Early childhood educators carry something profound in their daily work, the knowledge that the early years are the foundation of life. The relationships children form, the environments they grow up in, and the care they receive in those first years shape who they become, and in turn, where we are headed as a society.
Child Honouring offers a framework for putting that understanding into everyday practice. The Child Honouring Covenant was developed by beloved children’s troubadour and child advocate Raffi Cavoukian and is rooted in the belief that designing society for the greatest good begins with meeting the priority needs of the very young. Child Honouring affirms that all children are created whole, born with innate intelligence, with dignity and wonder, and worthy of respect. Every child is entitled to love, to dream, and to belong to a loving community.
The Nine Principles
For Early Childhood Educators, the principles of Child Honouring offer something rare, a framework that names what so many in this field already feel to be true, and gives it shape.
At the heart of everything is the principle of Respectful Love. It means seeing each child as a whole person, a legitimate being with their own voice, their own wisdom, their own way of being in the world. When children experience this kind of love, from caregivers, educators, and the wider community, it becomes fundamental in their development. It builds self-worth. It makes everything else possible.
From that foundation, the principles ripple outward. Nonviolence asks us to ensure there is no physical harm, but also to go beyond this to something active, living with compassion in our homes, our classrooms, and our communities. Emotional Intelligence reminds us that the early years are a time for exploring feelings in a safe setting, and that self-regulation, cooperation, play, and creativity matter more to a child’s long-term flourishing than any academic measure. When children feel loved, when they grow up free from violence, and when they have emotional intelligence modelled for them, they are more able to learn and more able to show compassion for others.
Safe Environments are the soil in which all of this grows. Young children need to feel secure and to belong. They need protection from neglect, from overstimulation, from the commercial forces that seek to shape their minds before they have the tools to understand what is happening. ECEs are often the ones holding that protective space, and Child Honouring affirms the profound importance of that role.
The principles also honour the richness children bring into our care. Diversity, in all its forms, is understood as abundance: a wealth of cultures, intelligences, ways of being human, and ways of experiencing the natural world. Introducing children to human and ecological diversity builds on their innate curiosity and teaches us all to delight in our differences.
And then the framework asks us to look even further, to the Caring Community required to raise a child well, to the Sustainability of the world those children will inherit, to the systems of Ethical Commerce that will shape their futures. And Conscious Parenting and Caregiving, the kind that requires caregivers and educators to reflect on their own upbringing, to practice their own emotional regulation, and to ensure they are caring for themselves as they care for little ones. It is something that can be taught, practiced, and shared, and it is a skill and a gift, passed from one generation to the next.
Taken together, these nine principles are not a checklist, but instead a way of seeing the possibilities that exist in the Child Honouring approach.
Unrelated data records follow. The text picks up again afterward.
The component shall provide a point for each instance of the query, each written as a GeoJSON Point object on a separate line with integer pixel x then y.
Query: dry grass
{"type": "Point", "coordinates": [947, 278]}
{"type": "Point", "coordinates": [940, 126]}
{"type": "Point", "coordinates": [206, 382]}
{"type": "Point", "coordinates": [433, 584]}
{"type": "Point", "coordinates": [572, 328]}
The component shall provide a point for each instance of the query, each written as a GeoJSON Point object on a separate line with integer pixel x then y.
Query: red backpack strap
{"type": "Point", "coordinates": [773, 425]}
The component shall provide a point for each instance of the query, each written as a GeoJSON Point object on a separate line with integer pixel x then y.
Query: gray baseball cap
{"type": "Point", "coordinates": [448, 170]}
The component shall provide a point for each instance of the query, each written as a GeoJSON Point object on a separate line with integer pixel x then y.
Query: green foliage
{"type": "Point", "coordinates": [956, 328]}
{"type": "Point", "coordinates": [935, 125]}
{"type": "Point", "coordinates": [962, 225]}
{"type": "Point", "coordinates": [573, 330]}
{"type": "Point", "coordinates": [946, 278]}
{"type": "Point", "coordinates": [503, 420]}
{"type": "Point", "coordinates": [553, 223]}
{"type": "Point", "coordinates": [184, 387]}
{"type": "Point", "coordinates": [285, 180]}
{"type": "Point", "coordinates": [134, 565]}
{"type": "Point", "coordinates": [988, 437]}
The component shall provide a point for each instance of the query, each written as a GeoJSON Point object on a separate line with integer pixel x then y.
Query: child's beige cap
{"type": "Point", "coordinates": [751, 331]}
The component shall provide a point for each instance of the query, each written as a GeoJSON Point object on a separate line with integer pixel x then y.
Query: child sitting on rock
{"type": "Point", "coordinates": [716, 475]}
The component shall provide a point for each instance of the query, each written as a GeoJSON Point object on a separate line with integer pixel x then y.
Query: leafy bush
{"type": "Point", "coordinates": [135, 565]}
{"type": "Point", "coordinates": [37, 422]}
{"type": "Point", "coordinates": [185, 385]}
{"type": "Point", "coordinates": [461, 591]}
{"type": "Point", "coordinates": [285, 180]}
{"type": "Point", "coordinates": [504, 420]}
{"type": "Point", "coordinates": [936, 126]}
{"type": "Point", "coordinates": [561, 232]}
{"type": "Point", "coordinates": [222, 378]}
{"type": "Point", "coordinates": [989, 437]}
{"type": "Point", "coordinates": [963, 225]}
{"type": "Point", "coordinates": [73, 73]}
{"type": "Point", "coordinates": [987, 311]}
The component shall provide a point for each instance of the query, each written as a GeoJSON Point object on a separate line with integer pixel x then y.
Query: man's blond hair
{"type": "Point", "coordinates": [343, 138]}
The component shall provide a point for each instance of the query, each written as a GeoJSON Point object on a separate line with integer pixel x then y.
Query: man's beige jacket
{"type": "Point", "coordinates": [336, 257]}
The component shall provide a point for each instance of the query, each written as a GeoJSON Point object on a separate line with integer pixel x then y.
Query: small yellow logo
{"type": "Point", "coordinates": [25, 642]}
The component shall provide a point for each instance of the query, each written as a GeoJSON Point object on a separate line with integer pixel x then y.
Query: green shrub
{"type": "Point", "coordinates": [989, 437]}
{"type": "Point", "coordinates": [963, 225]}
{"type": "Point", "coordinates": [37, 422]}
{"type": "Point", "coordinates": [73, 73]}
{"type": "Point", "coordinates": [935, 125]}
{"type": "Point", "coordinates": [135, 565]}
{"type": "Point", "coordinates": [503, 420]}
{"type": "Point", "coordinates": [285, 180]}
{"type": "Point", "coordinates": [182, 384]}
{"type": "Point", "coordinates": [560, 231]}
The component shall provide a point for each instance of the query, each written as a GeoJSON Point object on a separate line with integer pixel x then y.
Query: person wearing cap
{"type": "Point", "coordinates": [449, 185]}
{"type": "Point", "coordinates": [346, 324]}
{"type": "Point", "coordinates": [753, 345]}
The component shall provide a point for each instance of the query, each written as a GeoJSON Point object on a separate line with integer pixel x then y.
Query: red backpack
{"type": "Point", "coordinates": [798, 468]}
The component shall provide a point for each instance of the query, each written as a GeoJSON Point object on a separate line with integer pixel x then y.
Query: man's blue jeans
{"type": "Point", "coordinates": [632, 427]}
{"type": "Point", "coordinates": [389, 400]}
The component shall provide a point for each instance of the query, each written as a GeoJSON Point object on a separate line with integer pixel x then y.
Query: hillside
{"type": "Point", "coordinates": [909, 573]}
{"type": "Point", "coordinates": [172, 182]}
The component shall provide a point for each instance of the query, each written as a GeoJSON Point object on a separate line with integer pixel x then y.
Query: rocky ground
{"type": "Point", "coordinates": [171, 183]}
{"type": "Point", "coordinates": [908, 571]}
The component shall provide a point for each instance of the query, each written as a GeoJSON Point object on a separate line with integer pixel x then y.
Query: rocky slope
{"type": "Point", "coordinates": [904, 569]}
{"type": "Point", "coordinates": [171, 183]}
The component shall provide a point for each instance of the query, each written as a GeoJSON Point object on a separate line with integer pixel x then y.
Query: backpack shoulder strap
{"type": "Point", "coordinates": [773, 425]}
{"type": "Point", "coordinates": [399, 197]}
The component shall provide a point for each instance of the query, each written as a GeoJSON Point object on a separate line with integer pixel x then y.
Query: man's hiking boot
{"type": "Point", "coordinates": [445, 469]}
A Framework That Supports the Whole Educator
For ECEs, these principles are not abstract ideals. They are a daily practice and a source of meaning. What happens in the early years shapes the kind of world we are building together. The educator who greets a child at the door, who responds with patience to a moment of overwhelm, who creates space for play and creativity and belonging, is doing work that matters far beyond the walls of any classroom or childcare space.
Child Honouring also expands the lens outward, from child and family, to community and planet. This wider view is one of its most sustaining gifts for educators. It locates the daily work of early childhood education within a much larger story. Early Childhood Educators are involved in the project of building a more just, more peaceful, more loving world. On days when the work is exhausting, when the systems feel inadequate, when the weight of what children carry into our care is heavy, that larger sense of purpose can be a genuine source of grounding. Child Honouring reminds ECEs that they are not simply managing behaviour or meeting developmental milestones. They are, in the truest sense, helping to shape the future. That is not a small thing. It is, as Raffi has long insisted, the most important work there is.
Learn More with the Raffi Foundation
The Raffi Foundation for Child Honouring offers an 18-hour evidence-based online course that guides educators, parents, and community members through the Nine Principles, with practical tools and “take action” segments in every module, empowering educators to be effective changemakers with real tools that make a lasting impact. The course is self-paced, accessible on any device, and designed for busy people. The Raffi Foundation also offers workshops and webinars for organizations, teams, and communities interested in learning more about Child Honouring.
CCCF members receive a 40% discount on the course as part of our partnership with the Raffi Foundation. To learn more, visit www.raffifoundation.org or reach out at admin@raffifoundation.org.
Together, We Honour Children
Child Honouring is ultimately an invitation to give children the experience of being seen and loved for who they are, to build the communities they deserve, and to recognize that in doing so, we are also becoming more fully ourselves. For early childhood educators, who have chosen a path of caring for the very young, this philosophy a way to deepen and ground the work you’re already doing. The Raffi Foundation is grateful to be in partnership with the Canadian Child Care Federation in bringing this work to the ECE community across Canada.